At 8:30 the following morning, like clockwork, Mr. Palmer and Kit walked up the brick path leading from the Manor up to the front entrance of The Carolina.
It was pleasing to observe the respect and space being extended by employees and guests, as they made their way through the lobby to the dining room. No one interrupted their pace to request autographs or photographs. There were only tacit greetings of acknowledgement here and there a few nodding heads, smiling waves, and a salute or two.
Taking our seats, it was easy to see he was looking forward to the famous breakfast buffet, as he said, "I don't want to miss anything!" There was little doubt he enjoyed it all, having returned to the groaning board a number of times!
After breakfast, Mr. Palmer led the way as we traversed the historic photo-lined hallway of the Carolina Hotel. It was evident that this particular portion of their visit was truly a stroll down memory lane, as he, himself, was the center focus in many of the archival images prominently featured on the walls. Perhaps the perfect ending to the nostalgic trip he had intended for Kit.
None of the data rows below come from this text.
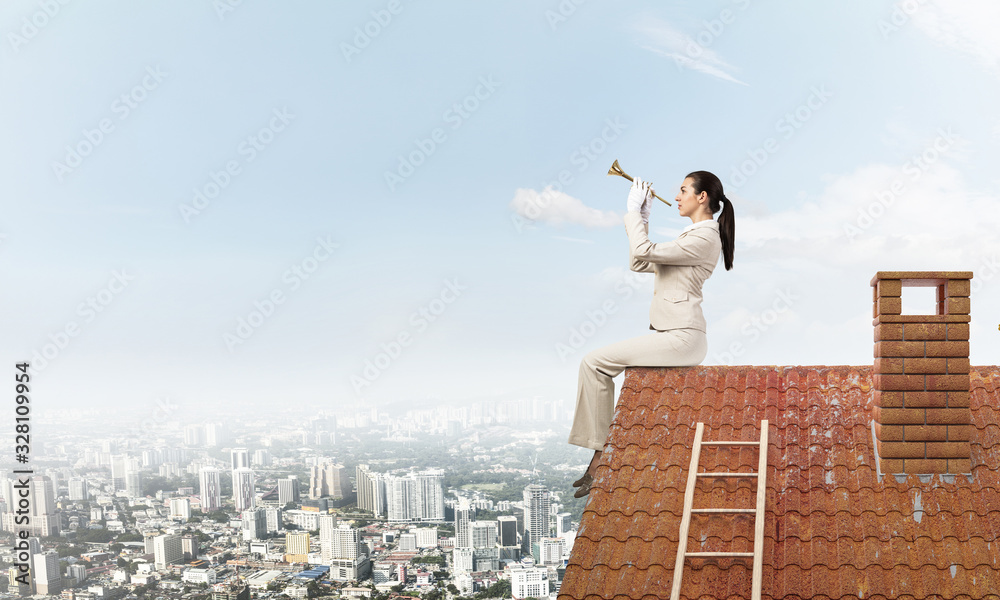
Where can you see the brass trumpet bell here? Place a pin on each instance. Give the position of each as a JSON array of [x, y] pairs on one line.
[[617, 170]]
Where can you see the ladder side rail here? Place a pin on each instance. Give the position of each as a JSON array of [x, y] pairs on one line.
[[675, 591], [758, 540]]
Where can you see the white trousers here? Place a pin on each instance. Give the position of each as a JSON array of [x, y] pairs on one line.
[[595, 399]]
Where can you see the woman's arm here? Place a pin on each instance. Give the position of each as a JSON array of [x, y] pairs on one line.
[[691, 249], [635, 264]]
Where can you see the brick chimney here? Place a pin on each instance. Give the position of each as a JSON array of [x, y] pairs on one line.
[[921, 375]]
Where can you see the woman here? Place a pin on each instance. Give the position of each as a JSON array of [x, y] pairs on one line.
[[681, 268]]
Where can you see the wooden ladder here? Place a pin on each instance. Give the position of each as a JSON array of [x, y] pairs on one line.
[[693, 475]]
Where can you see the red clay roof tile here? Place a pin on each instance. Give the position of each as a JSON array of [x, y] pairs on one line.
[[834, 527]]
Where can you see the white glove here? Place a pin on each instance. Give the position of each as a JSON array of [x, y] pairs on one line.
[[637, 194], [647, 204]]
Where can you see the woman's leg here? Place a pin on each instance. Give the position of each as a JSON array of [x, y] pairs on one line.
[[595, 400]]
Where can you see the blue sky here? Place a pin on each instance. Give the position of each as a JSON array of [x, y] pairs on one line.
[[371, 174]]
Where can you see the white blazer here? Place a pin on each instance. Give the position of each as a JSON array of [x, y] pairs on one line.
[[681, 268]]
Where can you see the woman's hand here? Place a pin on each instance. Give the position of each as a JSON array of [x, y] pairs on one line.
[[647, 204], [638, 194]]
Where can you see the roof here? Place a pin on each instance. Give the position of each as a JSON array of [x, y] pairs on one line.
[[834, 527]]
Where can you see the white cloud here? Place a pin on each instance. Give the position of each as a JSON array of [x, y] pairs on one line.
[[555, 207], [684, 50], [968, 26], [825, 251]]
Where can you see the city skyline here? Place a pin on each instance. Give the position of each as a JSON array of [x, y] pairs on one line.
[[341, 211]]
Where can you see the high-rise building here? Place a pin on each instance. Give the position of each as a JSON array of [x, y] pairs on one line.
[[426, 536], [537, 505], [550, 550], [210, 490], [189, 546], [254, 524], [119, 465], [194, 436], [46, 573], [346, 542], [483, 534], [462, 560], [239, 458], [243, 489], [133, 484], [43, 519], [262, 457], [328, 480], [288, 490], [371, 491], [296, 546], [78, 489], [415, 496], [564, 523], [274, 519], [463, 520], [181, 508], [507, 531], [216, 435], [408, 542], [327, 526], [76, 573], [528, 581], [167, 550]]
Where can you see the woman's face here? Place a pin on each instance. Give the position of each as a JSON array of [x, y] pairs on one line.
[[687, 200]]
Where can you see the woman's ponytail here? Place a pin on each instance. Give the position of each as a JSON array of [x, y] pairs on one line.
[[727, 230], [707, 182]]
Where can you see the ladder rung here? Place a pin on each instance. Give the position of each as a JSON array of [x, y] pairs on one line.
[[720, 443]]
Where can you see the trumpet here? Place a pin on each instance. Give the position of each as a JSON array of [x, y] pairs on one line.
[[616, 170]]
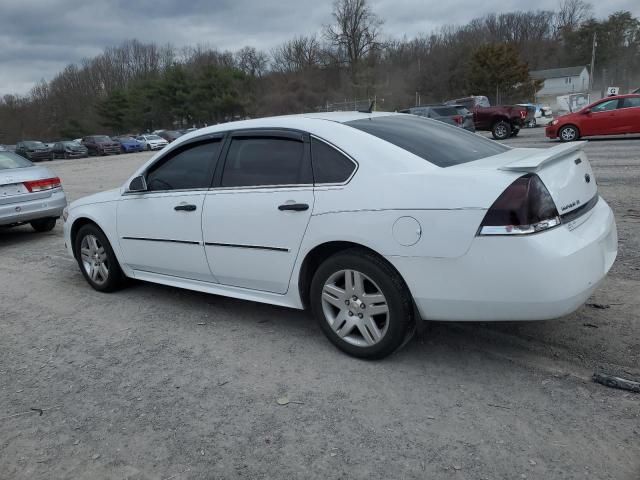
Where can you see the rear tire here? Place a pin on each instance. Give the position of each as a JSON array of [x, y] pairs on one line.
[[43, 224], [96, 260], [569, 133], [501, 130], [361, 304]]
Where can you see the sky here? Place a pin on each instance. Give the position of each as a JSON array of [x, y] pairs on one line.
[[38, 38]]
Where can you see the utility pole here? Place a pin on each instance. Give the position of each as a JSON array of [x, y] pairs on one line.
[[593, 61]]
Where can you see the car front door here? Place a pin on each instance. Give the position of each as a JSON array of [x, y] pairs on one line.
[[629, 115], [601, 119], [255, 217], [160, 229]]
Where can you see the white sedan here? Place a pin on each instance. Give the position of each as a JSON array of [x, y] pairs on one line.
[[152, 142], [373, 221]]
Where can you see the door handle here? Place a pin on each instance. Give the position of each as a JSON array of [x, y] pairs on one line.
[[296, 207], [185, 208]]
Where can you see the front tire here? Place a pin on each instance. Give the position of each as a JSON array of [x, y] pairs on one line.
[[96, 259], [501, 130], [569, 133], [361, 304], [43, 224]]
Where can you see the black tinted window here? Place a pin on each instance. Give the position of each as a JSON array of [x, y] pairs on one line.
[[189, 167], [329, 165], [265, 161], [445, 111], [631, 102], [434, 141], [11, 160]]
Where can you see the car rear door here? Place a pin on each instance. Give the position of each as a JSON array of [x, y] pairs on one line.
[[629, 115], [601, 120], [160, 229], [257, 213]]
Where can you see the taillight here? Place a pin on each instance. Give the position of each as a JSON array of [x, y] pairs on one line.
[[524, 207], [40, 185]]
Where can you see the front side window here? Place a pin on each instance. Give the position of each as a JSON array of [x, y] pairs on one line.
[[605, 106], [436, 142], [329, 165], [265, 161], [185, 168]]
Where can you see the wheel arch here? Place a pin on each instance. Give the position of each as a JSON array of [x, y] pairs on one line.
[[314, 258], [568, 124]]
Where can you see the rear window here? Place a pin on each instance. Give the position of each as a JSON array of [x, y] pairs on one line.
[[436, 142], [11, 160]]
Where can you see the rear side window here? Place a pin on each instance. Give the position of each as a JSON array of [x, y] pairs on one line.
[[630, 102], [188, 167], [436, 142], [265, 161], [329, 165]]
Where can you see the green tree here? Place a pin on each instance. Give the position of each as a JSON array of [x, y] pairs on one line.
[[496, 71]]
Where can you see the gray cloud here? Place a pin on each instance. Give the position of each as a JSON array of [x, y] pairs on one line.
[[39, 37]]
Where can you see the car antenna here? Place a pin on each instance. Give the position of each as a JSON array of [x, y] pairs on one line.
[[370, 109]]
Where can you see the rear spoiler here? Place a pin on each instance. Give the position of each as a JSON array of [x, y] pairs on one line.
[[537, 159]]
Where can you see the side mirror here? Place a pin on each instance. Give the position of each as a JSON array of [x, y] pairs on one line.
[[138, 184]]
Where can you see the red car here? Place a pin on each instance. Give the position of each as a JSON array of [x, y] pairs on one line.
[[613, 115]]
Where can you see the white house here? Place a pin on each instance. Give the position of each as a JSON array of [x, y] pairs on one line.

Mr. Palmer, for over 40 years, my life's work has been engaged in serving others. From the time I was a young man in the hotel business, through my years in management with American Airlines, and finally in the hospitality/golf industry at Pinehurst Resort, I have had the good fortune to have met and interacted with a broad range of individuals from Royals to infamous felons. And, although at risk of sounding a bit awestruck within the text of this memoir, it pleases me to have an opportunity to express what a pleasure it is to know you; and on those occasions when needed, it was always a privilege to have been able to "walk inside the ropes" of your life.
The personal satisfaction and reward I have reaped from our professional association ranks high within the treasure trove of my personal memories. Over the years you have been dubbed, "The King." My observations glean it is a title well deserved, not only for your undisputed talent within the wonderful world of golf, but also for the sincere qualities of human kindness and equanimity you have reflected throughout your life. That being said, I remain at your service!